Isn't it funny how stores and businesses sell products? Do people look at those models or mannequins and think they will look like that in those clothes?

Role models are good for us only as long as they are good role models. It is foundational that we know what our goals are and we evaluate them for worthiness.

Looking better, feeling better, being successful, all of these things can be worthwhile goals, but the why is as important as the what.

Why do I want to look better? So I can make someone else feel jealous? And feeling better? Is that a healthy feeling better, or a one upmanship of someone else?

Success? What is success? Climbing the corporate ladder? Having more money? Driving better cars?

If we depend on outward show to define who we are and what our success looks like, we can lose all of that in an instant.

I have to laugh at this picture. This tree reminds me of so many trees I've had in the past.

When I was growing up we didn't make a large to do of Christmas. I don't think that the depression was the real reason my grandparents didn't celebrate Christmas.

There have been rumors that my Grandmother was Jewish, but her parents celebrated Christmas. She used to tell the story of when she was very small.

One year her parents had gone to town for some reason, leaving the children home. Grandmother was the seventh child in a large family with older children, so they should have known better but...

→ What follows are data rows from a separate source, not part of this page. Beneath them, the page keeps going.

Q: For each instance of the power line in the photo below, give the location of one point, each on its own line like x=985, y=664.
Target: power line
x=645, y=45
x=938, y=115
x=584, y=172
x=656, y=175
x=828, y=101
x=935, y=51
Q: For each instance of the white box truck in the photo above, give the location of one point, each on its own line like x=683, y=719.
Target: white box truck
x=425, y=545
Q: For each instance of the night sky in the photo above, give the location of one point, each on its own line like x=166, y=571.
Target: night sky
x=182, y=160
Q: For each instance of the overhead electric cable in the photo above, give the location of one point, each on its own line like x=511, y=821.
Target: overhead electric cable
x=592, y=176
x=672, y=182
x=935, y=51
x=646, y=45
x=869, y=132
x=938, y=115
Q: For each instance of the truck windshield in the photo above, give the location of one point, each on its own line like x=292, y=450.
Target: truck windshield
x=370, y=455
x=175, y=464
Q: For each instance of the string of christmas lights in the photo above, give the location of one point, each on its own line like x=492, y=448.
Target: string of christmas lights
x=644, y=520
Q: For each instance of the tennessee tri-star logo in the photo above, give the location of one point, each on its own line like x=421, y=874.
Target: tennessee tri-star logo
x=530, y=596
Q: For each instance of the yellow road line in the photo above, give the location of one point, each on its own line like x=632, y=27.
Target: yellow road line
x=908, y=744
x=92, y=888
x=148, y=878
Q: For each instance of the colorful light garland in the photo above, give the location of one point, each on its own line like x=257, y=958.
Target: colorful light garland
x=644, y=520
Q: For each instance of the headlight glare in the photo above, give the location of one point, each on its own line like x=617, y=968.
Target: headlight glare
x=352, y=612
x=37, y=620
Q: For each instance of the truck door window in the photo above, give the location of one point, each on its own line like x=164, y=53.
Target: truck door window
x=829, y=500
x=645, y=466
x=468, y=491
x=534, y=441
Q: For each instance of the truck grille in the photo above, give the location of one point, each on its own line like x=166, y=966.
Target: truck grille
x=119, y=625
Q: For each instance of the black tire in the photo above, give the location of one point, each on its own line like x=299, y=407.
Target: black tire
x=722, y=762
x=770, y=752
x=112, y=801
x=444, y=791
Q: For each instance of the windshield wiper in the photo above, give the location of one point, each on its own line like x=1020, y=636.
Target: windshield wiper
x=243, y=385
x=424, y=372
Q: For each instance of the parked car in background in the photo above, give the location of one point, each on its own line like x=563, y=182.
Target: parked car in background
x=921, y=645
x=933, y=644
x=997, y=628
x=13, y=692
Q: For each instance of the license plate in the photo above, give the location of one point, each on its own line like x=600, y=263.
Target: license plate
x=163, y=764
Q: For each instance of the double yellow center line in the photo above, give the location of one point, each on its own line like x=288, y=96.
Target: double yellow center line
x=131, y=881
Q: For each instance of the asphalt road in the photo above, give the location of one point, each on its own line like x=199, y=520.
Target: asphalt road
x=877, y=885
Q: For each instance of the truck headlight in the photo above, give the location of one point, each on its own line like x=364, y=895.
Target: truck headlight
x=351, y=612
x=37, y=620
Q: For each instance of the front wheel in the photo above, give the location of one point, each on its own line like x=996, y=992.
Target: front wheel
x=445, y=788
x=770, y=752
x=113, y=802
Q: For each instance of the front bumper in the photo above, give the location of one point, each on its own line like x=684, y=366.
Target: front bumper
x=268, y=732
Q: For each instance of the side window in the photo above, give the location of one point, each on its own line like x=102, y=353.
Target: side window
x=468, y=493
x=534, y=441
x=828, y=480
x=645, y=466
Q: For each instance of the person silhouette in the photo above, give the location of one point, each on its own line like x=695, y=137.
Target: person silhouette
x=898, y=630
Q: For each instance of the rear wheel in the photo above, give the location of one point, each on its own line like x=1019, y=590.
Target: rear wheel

The older kids knew where the presents were hidden. There was a space/room behind the large piano. The kids rolled or moved the piano out of the way, played with the toys then put them back before the parents got home.

Only one small problem, Grandma, being a very small child, didn't know better than to spill the beans. The next day she cried and cried because she wanted to play with her 'orse'.

Apparently her present was a rocking horse...or would have been. The parents took all the presents back to the store, as Grandma told it.

But my grandparents didn't choose to do the Christmas celebration for whatever reason. My Adorable Cousin's mother told her the story that, one year my mother spent all her Christmas vacation polishing her old shoes.

She polished them until they looked like new. When she went back to school, when everyone else got to show off their presents, they thought she had gotten a new pair of shoes for Christmas.

***

With our family, for our Christmas tree, we go out and find one of our cedar trees from the field or road ditch. To say that these trees are a challenge is an understatement.

But the story of my trees is this, we are like those ugly brown cedar trees, with their branches going in all sorts of ways. There isn't always much good to see in them.

*A friend of mine many years ago shared that she would put green food coloring in the water for their trees. That of course 'greens' up the tree.*

The rest of the decorations is similar to God's ability to take an old worthless, brown tree, that looks dead. God can take us, breathe new life into us, give us ornaments, beauty, grace and best of all salvation.

God shows us how to live and gives us hope for when we die. Unlike our Christmas tree that will lose all its decorations, grow old and be tossed out, when we through obedience, let God have our life, we have hope for eternal life with God, who loves us.

2 Peter 1:3 "According as his divine power hath given unto us all things that pertain unto life and godliness, through the knowledge of him that hath called us to glory and virtue: 4) Whereby are given unto us exceeding great and precious promises: that by these ye might be partakers of the divine nature, having escaped the corruption that is in the world through lust."